Despite traveling across the country, the Eagles met an all-too-familiar foe—former Northeastern netminder TJ Semptimphelter, who stunned BC with a 41-save performance to lead the Huskies over BC in the 2022 Beanpot semifinals. Semptimphelter transferred to Arizona State in the offseason.
On Friday, the Eagles’ three-goal first period overcame Semptimphelter’s efforts, and BC netted two more goals in a 5–2 win over the Sun Devils.
Nearly two and a half minutes into the game, Mike Posma buried a rebound off an Eamon Powell shot to give the Eagles a 1–0 lead. The rest of the frame was defined by penalties from both teams.
“Each period, the game got better and better,” Brown said. “I thought the first period was very loose on both sides. There were lots of penalties and defensive breakdowns. That’s not unusual coming off of winter break.”
Nikita Nesterenko went to the box first for tripping at the 4:12 mark, and the ensuing power play resulted in a goal for both teams.
With BC shorthanded, Aidan Hreschuk carried the puck all the way up the ice instead of clearing it, and dumped the puck to Andre Gasseau in front of the net, who roofed the puck to double the Eagles’ lead.
“We wanna be dangerous shorthanded,” Brown said. “You don’t want the other team to be too comfortable on the power play. You want them to think you will score shorthanded goals so they always have that in the back of their mind.”
Just a few seconds later, Arizona State’s Dylan Jackson fired a shot from the blue line that slid past BC goaltender Mitch Benson, cutting the Eagles’ lead in half.

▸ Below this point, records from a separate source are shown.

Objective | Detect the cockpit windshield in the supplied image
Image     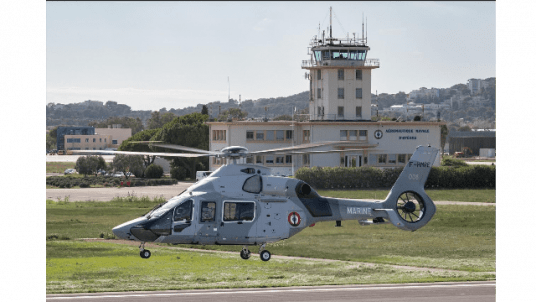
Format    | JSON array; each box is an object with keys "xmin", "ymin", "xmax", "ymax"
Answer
[{"xmin": 146, "ymin": 195, "xmax": 190, "ymax": 219}]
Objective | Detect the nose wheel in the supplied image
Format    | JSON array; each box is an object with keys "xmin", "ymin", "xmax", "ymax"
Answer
[
  {"xmin": 139, "ymin": 242, "xmax": 151, "ymax": 259},
  {"xmin": 240, "ymin": 246, "xmax": 251, "ymax": 260}
]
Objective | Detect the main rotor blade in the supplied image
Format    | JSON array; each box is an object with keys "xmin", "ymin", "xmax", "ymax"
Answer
[
  {"xmin": 277, "ymin": 148, "xmax": 384, "ymax": 155},
  {"xmin": 71, "ymin": 150, "xmax": 210, "ymax": 158},
  {"xmin": 151, "ymin": 143, "xmax": 219, "ymax": 155},
  {"xmin": 249, "ymin": 141, "xmax": 369, "ymax": 155}
]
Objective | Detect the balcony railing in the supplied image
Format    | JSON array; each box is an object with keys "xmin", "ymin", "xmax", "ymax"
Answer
[{"xmin": 302, "ymin": 59, "xmax": 380, "ymax": 68}]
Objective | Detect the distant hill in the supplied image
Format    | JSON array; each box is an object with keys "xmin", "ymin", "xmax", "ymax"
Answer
[{"xmin": 46, "ymin": 78, "xmax": 495, "ymax": 129}]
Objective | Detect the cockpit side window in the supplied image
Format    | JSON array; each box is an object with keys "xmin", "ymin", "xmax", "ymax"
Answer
[
  {"xmin": 200, "ymin": 201, "xmax": 216, "ymax": 222},
  {"xmin": 174, "ymin": 199, "xmax": 193, "ymax": 222},
  {"xmin": 242, "ymin": 175, "xmax": 262, "ymax": 194}
]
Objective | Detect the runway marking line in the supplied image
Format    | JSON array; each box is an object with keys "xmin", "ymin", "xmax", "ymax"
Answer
[{"xmin": 47, "ymin": 282, "xmax": 496, "ymax": 300}]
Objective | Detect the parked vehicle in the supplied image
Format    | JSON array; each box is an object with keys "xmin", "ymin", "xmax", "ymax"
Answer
[
  {"xmin": 64, "ymin": 169, "xmax": 76, "ymax": 175},
  {"xmin": 196, "ymin": 171, "xmax": 212, "ymax": 182},
  {"xmin": 113, "ymin": 172, "xmax": 125, "ymax": 178}
]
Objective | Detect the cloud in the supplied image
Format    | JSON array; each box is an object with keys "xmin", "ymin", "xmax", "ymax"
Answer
[{"xmin": 253, "ymin": 18, "xmax": 272, "ymax": 31}]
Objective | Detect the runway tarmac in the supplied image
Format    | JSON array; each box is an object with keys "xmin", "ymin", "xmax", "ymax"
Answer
[{"xmin": 46, "ymin": 282, "xmax": 496, "ymax": 302}]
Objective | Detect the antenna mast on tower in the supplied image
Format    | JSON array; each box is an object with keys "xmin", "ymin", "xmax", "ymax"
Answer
[{"xmin": 329, "ymin": 6, "xmax": 333, "ymax": 40}]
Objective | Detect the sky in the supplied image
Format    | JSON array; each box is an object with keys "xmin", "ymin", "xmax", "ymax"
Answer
[{"xmin": 46, "ymin": 1, "xmax": 496, "ymax": 111}]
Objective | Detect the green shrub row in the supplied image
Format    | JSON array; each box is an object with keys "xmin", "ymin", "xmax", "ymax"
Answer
[
  {"xmin": 294, "ymin": 165, "xmax": 495, "ymax": 189},
  {"xmin": 46, "ymin": 176, "xmax": 177, "ymax": 188}
]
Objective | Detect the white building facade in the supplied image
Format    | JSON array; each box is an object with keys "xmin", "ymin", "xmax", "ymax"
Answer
[{"xmin": 208, "ymin": 11, "xmax": 443, "ymax": 174}]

After the Sun Devils’ second power play went scoreless, Arizona State’s officials called Ryan O’Reilly for elbowing. Before Arizona State could regain possession of the puck to kill the penalty, Matt Argentina notched BC’s third goal of the night on the delayed penalty.
Unlike in the NHL, if a goal is scored on a delayed penalty call, it does not result in the cancellation of the penalty in college hockey. But BC’s man advantage did not prove effective, as a holding penalty on Oskar Jellvik turned the power play into a 4-on-4 opportunity with just a minute left in the period.
Officials called a penalty on Arizona State’s Ryan Alexander with 34 seconds left in the period, resulting in a 4-on-3 opportunity for BC.
The original penalty on O’Reilly had just nine seconds left when the puck dropped for the second period, and he wasted no time making up for his mistake. O’Reilly scored a goal right out of the box 23 seconds into the frame.
Seven minutes into the period, Liam Izyk drew Semptimphelter out of the net, and Christian O’Neill sent the puck past a diving Robert Mastrosimone to put the Eagles up 4–2.
Seven minutes into the third period, freshman defenseman Charlie Leddy made a veteran play, covering up the puck with his hand in his defensive zone to halt an Arizona State power-play attack. BC killed the Sun Devils’ man advantage and rode that momentum, as Colby Ambrosio batted the puck out of the air to score and seal BC’s 5–2 win.
“[Arizona State] is a good team,” Brown said. “You have to find a way to win some non-conference games to stay involved in the national picture. This also helps to keep our momentum and keep playing the right way.”